Entoloma abortivum is quite an unusual but common mushroom, and unlike all members of the Entoloma genus, it is also edible mushroom. First identified and named Clitopilus abortivus it was later given its current name Entoloma abortivum in 1949 by Marinus Anton Donk. It is most commonly referred to as Shrimp of the woods – due to its shrimp-like texture and lastly it’s sometimes called Aborted Entoloma, arising from its shape. These names will be used interchangeably throughout this article.
Entoloma abortivum is a fascinating species of fungus as it produces two types of fruiting bodies: a canopy/umbrella form of a mushroom with gills, in addition to an ‘aborted’ form that is oddly shaped. It was first thought that the lumps had been aborted from the mushroom; however, this has since been debated and argued amongst mushroom experts. There are several schools of thought: one being that the Armillaria species (honey mushrooms) was associated with the ‘aborted’ mass and it was thought this mycoparasite was causing the abnormal formation the so-called ‘carpophoroid’. This was based on the fact Armillaria already parasitized several types of tree roots (Reviewed by [1.]). An alternative argument was that the carpophoroid is Armillaria basidiomes, parasitized by the Entoloma abortivum [2.]. This idea gained traction in the early 2000s and is generally accepted now. The Entoloma abortivum in effect, is a parasite of a parasite, creating ecological diversity. However, in contrast to this definition, it is also a decomposer of leafy forestry litter on the floor.
Entoloma Abortivum Identification and Description
Cap: Gray and may have brown tones.
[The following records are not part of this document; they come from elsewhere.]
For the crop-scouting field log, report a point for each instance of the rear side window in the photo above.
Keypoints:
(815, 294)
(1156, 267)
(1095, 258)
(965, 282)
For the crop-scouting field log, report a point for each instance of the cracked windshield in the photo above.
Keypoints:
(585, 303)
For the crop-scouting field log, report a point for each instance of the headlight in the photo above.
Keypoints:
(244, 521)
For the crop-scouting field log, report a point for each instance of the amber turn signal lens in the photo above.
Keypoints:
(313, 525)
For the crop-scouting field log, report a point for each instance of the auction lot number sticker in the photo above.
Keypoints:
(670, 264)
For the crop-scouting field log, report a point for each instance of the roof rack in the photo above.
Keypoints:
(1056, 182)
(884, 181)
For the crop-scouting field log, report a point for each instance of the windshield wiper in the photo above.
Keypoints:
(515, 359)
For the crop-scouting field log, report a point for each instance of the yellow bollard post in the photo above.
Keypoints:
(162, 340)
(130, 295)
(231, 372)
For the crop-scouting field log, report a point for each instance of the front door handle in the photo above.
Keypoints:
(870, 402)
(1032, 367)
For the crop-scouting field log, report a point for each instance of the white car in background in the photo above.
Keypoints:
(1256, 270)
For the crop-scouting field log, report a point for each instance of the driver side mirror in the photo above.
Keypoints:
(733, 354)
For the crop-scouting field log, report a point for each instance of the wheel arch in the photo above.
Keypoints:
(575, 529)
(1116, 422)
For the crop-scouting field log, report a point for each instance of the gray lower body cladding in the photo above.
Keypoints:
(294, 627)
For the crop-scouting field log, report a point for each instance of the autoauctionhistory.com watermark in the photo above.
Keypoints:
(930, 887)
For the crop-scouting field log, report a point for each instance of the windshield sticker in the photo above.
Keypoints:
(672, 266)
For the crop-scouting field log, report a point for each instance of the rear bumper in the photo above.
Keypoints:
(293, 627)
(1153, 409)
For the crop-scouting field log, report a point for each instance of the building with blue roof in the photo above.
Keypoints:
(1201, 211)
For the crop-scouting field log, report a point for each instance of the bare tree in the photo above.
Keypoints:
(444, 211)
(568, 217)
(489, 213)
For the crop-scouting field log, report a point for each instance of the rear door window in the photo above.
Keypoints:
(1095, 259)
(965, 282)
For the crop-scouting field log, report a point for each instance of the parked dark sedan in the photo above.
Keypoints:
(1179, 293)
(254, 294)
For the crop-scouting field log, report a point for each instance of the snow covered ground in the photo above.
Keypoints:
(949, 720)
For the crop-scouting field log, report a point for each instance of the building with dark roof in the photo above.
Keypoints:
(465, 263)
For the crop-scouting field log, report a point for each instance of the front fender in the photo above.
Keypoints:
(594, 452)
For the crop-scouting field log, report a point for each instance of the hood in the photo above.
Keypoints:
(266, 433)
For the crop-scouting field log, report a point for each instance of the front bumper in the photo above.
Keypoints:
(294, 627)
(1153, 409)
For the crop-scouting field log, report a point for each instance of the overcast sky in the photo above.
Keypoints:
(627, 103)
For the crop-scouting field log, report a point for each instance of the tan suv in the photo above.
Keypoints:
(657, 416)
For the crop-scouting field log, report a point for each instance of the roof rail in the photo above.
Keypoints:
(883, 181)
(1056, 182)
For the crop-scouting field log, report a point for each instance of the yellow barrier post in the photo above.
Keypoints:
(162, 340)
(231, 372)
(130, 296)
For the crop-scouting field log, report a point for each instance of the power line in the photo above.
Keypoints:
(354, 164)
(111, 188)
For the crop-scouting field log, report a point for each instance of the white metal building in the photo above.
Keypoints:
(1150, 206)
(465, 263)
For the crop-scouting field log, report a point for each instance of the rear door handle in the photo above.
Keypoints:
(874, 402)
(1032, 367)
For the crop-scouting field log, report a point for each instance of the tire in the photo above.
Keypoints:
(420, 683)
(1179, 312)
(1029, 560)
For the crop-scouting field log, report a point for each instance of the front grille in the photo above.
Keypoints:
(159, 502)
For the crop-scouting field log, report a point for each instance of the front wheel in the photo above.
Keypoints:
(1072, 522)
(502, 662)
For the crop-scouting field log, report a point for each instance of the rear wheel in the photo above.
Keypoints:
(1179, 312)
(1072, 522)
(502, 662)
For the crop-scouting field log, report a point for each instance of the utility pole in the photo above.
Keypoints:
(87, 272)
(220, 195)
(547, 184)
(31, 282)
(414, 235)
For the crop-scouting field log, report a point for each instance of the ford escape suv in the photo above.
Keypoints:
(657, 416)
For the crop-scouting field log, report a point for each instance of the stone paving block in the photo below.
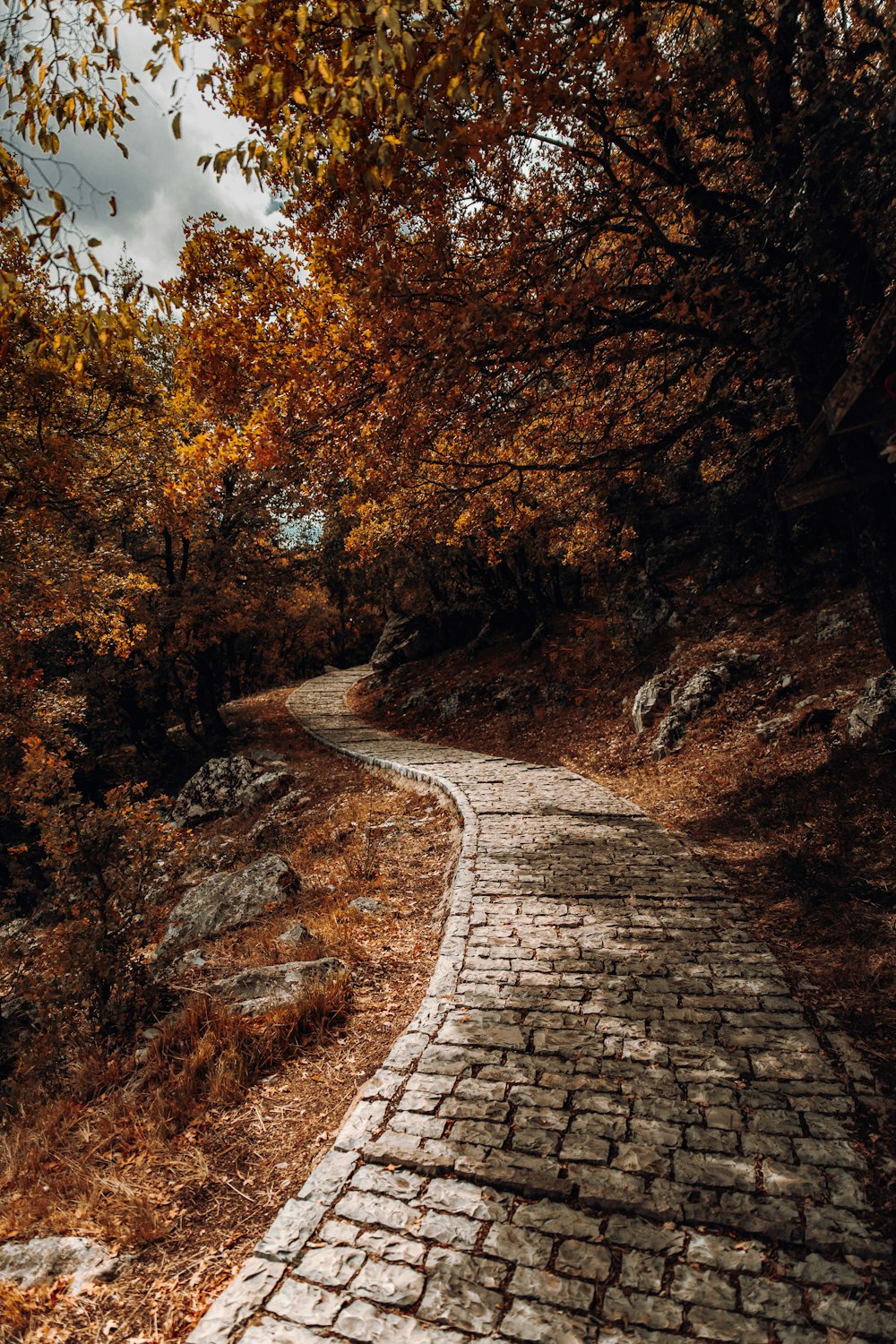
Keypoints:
(610, 1118)
(457, 1301)
(331, 1265)
(271, 1331)
(371, 1324)
(398, 1285)
(540, 1322)
(306, 1304)
(641, 1309)
(242, 1297)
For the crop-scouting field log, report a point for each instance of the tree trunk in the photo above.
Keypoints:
(214, 728)
(874, 526)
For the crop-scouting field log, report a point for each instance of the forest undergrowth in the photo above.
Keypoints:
(179, 1159)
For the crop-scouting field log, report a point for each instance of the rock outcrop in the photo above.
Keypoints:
(651, 696)
(43, 1260)
(699, 694)
(258, 989)
(215, 789)
(228, 900)
(874, 715)
(276, 822)
(226, 785)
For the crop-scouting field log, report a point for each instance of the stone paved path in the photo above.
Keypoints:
(610, 1118)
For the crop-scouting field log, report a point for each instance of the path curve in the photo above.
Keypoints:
(610, 1118)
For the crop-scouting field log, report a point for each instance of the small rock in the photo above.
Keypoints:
(266, 788)
(215, 789)
(771, 728)
(193, 959)
(47, 1258)
(874, 712)
(699, 694)
(258, 989)
(228, 900)
(831, 625)
(271, 827)
(650, 698)
(368, 906)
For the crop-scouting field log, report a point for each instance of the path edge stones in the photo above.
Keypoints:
(301, 1215)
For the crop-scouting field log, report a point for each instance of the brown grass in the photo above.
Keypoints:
(183, 1159)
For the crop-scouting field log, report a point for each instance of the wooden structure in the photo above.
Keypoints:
(861, 401)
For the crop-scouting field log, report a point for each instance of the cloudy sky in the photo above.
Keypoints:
(159, 185)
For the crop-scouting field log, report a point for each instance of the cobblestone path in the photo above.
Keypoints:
(610, 1118)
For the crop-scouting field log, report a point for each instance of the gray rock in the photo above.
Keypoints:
(368, 906)
(228, 900)
(47, 1258)
(297, 933)
(831, 625)
(257, 989)
(273, 825)
(403, 639)
(215, 789)
(688, 703)
(650, 607)
(772, 728)
(651, 696)
(266, 788)
(874, 711)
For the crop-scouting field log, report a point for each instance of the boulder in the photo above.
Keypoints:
(228, 900)
(831, 625)
(408, 637)
(268, 788)
(47, 1258)
(651, 696)
(874, 715)
(368, 906)
(215, 789)
(258, 989)
(648, 607)
(403, 639)
(689, 702)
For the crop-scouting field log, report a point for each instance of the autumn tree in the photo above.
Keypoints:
(573, 242)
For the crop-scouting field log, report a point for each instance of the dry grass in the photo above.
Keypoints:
(182, 1159)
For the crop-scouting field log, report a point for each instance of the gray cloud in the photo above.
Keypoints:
(159, 185)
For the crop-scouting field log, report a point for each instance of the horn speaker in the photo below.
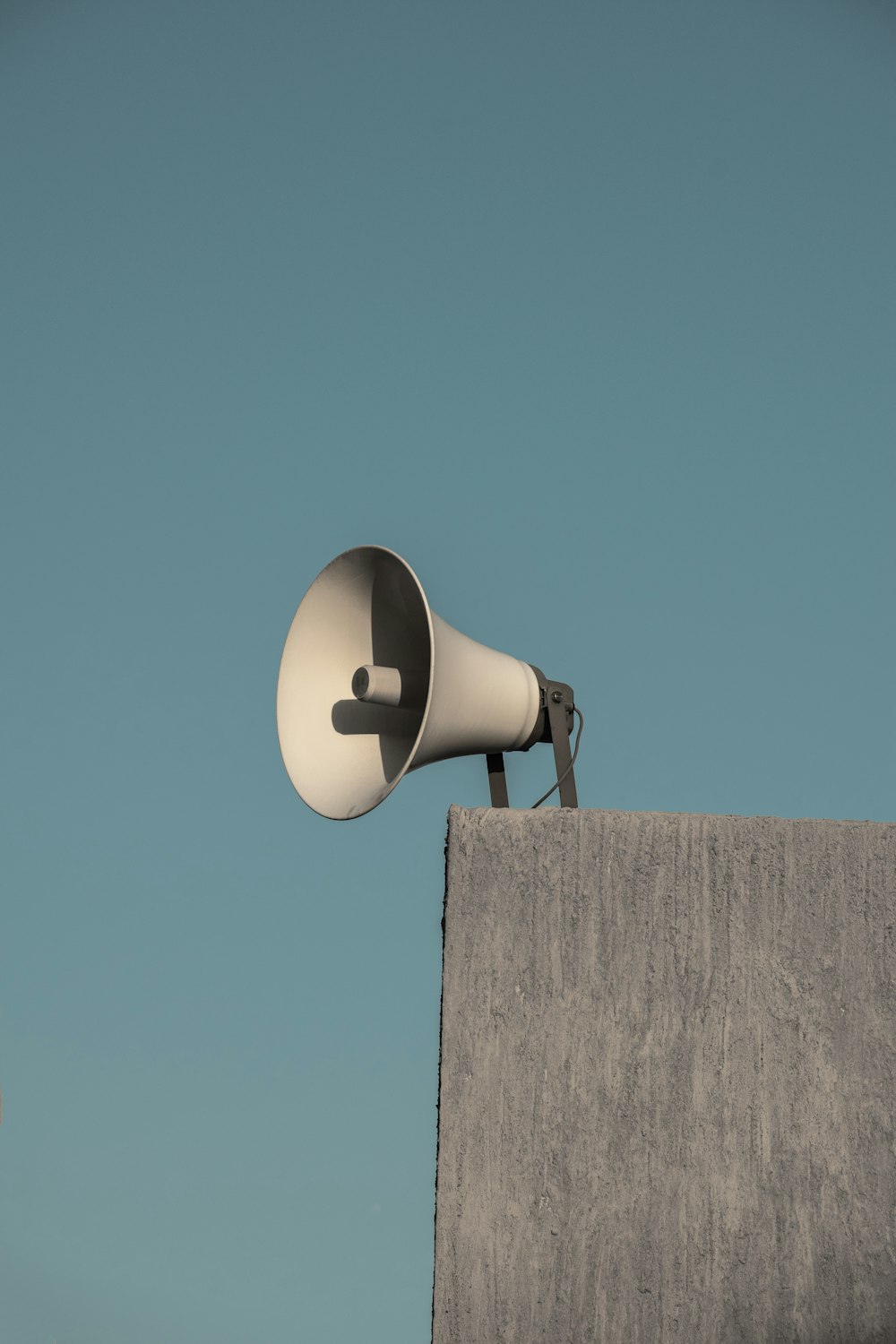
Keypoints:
(373, 683)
The cap starts as convex with margins that roll in, as it develops, it becomes flatter. Spongy white flesh, with pink or brown marbling; up to 10cm tall and 10cm in diameter.
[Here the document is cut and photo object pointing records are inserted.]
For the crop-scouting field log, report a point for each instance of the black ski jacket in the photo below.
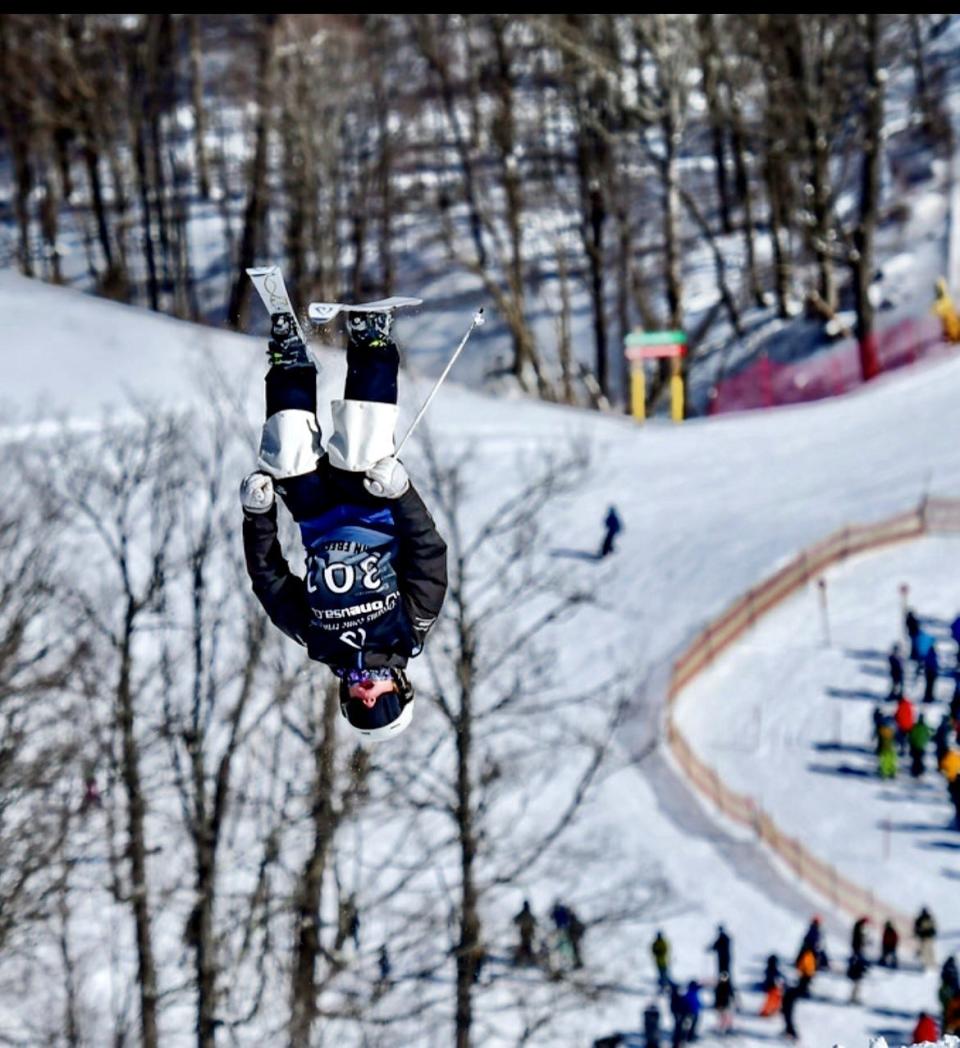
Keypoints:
(375, 579)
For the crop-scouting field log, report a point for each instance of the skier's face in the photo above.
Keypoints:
(369, 691)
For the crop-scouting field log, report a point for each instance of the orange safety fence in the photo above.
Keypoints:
(933, 516)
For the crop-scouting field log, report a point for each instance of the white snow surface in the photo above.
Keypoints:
(710, 508)
(787, 719)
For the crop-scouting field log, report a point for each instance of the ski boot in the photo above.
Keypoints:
(370, 329)
(286, 349)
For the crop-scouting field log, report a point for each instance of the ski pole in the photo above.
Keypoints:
(475, 323)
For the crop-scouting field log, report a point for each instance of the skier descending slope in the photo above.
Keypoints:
(376, 567)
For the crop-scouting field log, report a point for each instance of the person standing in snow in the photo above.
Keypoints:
(931, 672)
(613, 526)
(941, 738)
(526, 925)
(375, 565)
(904, 718)
(926, 1030)
(918, 738)
(887, 754)
(924, 929)
(660, 950)
(953, 789)
(723, 1003)
(722, 947)
(890, 940)
(790, 996)
(652, 1026)
(813, 941)
(771, 974)
(692, 1001)
(896, 672)
(856, 968)
(923, 645)
(950, 986)
(912, 625)
(806, 969)
(678, 1011)
(858, 936)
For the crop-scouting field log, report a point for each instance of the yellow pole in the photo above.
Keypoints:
(676, 391)
(637, 391)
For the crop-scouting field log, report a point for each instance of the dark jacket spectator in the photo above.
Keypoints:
(924, 929)
(925, 1030)
(931, 672)
(613, 526)
(790, 997)
(660, 950)
(652, 1026)
(771, 975)
(858, 936)
(526, 925)
(856, 968)
(722, 947)
(896, 672)
(889, 943)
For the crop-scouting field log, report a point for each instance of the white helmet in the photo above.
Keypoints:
(388, 718)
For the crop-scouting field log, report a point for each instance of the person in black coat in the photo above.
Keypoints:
(896, 672)
(722, 947)
(652, 1026)
(790, 997)
(931, 672)
(613, 526)
(375, 565)
(913, 630)
(856, 968)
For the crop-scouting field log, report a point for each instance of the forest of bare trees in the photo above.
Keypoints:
(191, 850)
(554, 162)
(194, 851)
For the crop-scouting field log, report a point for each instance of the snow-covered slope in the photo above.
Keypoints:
(708, 507)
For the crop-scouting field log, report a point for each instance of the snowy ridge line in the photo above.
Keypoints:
(932, 516)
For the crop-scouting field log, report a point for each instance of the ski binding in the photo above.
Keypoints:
(323, 312)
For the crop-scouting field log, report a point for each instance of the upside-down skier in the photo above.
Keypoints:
(375, 565)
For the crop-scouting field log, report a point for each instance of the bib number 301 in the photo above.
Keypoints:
(339, 577)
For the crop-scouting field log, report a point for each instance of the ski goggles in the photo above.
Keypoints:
(350, 677)
(387, 708)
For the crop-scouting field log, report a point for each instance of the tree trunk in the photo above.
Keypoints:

Gills: Non aborted fruit bodies: white but turning pinker with maturity. Gills may be decurrent and may only be attached to the stem.
Stem: Central but may be off center. Gray with brownish tones like the cap and has a bulb-like base. Smooth stem but sometimes delicate hairy-like structures.
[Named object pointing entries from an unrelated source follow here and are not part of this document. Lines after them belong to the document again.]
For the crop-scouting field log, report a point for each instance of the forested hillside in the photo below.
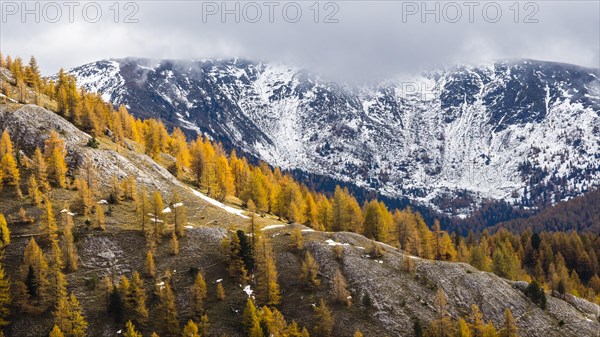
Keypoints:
(110, 223)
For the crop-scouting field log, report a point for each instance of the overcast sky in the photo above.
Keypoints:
(356, 39)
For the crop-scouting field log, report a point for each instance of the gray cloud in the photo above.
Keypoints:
(371, 39)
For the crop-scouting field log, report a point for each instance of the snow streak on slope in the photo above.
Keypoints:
(497, 131)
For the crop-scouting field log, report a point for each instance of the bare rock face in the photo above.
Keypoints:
(30, 125)
(399, 297)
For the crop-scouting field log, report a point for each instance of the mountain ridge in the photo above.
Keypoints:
(521, 131)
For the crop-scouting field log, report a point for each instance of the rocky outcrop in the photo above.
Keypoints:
(30, 126)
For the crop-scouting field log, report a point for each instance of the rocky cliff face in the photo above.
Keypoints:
(522, 131)
(398, 296)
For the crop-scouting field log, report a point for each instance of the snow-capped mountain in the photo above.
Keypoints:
(523, 131)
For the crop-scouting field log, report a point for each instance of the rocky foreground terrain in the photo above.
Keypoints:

Smell: Pleasant, described as mild-strongly mealy.
Spore color: Pink
Edibility: Edible. These mushrooms are difficult to clean, so be prepared to eat grit also.
Habitat: Found fruiting on the ground; near dead or decaying wood. Will grow in clusters usuall late summer through to autumn. Frequently found where honey mushrooms (Armillaria) are growing or have grown previously. Found to the Eastern North American mountains.
Class: Agaricomycetes; Order: Agaricales; Family: Entolomataceae; Genus: Entoloma and Species: Entoloma abortivum.
Entoloma Abortivum Look-Alikes
There are poisonous species of Entoloma such as Entoloma sinuatum so one must be very cautious when eating these mushrooms. Be absolutely certain before consumption as individual Entoloma species may be challenging to identify. Both aborted and non-aborted forms of Entoloma abortivum can be consumed, or for beginners, it would be best to pick only the aborted fruiting bodies. To be sure it is preferable to identify the presence of the honey mushroom in the vicinity (due to their parasitic relationship).
Entoloma Abortivum Dosage
A literature review of Entoloma abortivum has not revealed any dosage limitations.
Entoloma Abortivum Toxicity, Safety & Side Effects
A literature review of Entoloma abortivum has not revealed any indications of of toxicity or side-effects.
- Fukuda, M., et al., Identification of the biological species of Armillaria associated with Wynnea and Entoloma abortivum using PCR-rFLP analysis of the intergenic region (IGR) of ribosomal DNA. Mycol Res, 2003. 107(Pt 12): p. 1435-41.
- Czederpiltz, D.L.L., T.J. Volk, and H.H. Burdsall, Field observations and inoculation experiments to determine the nature of the carpophoroids associated with Entoloma abortivum and Armillaria. Mycologia, 2001. 93(5): p. 841-851.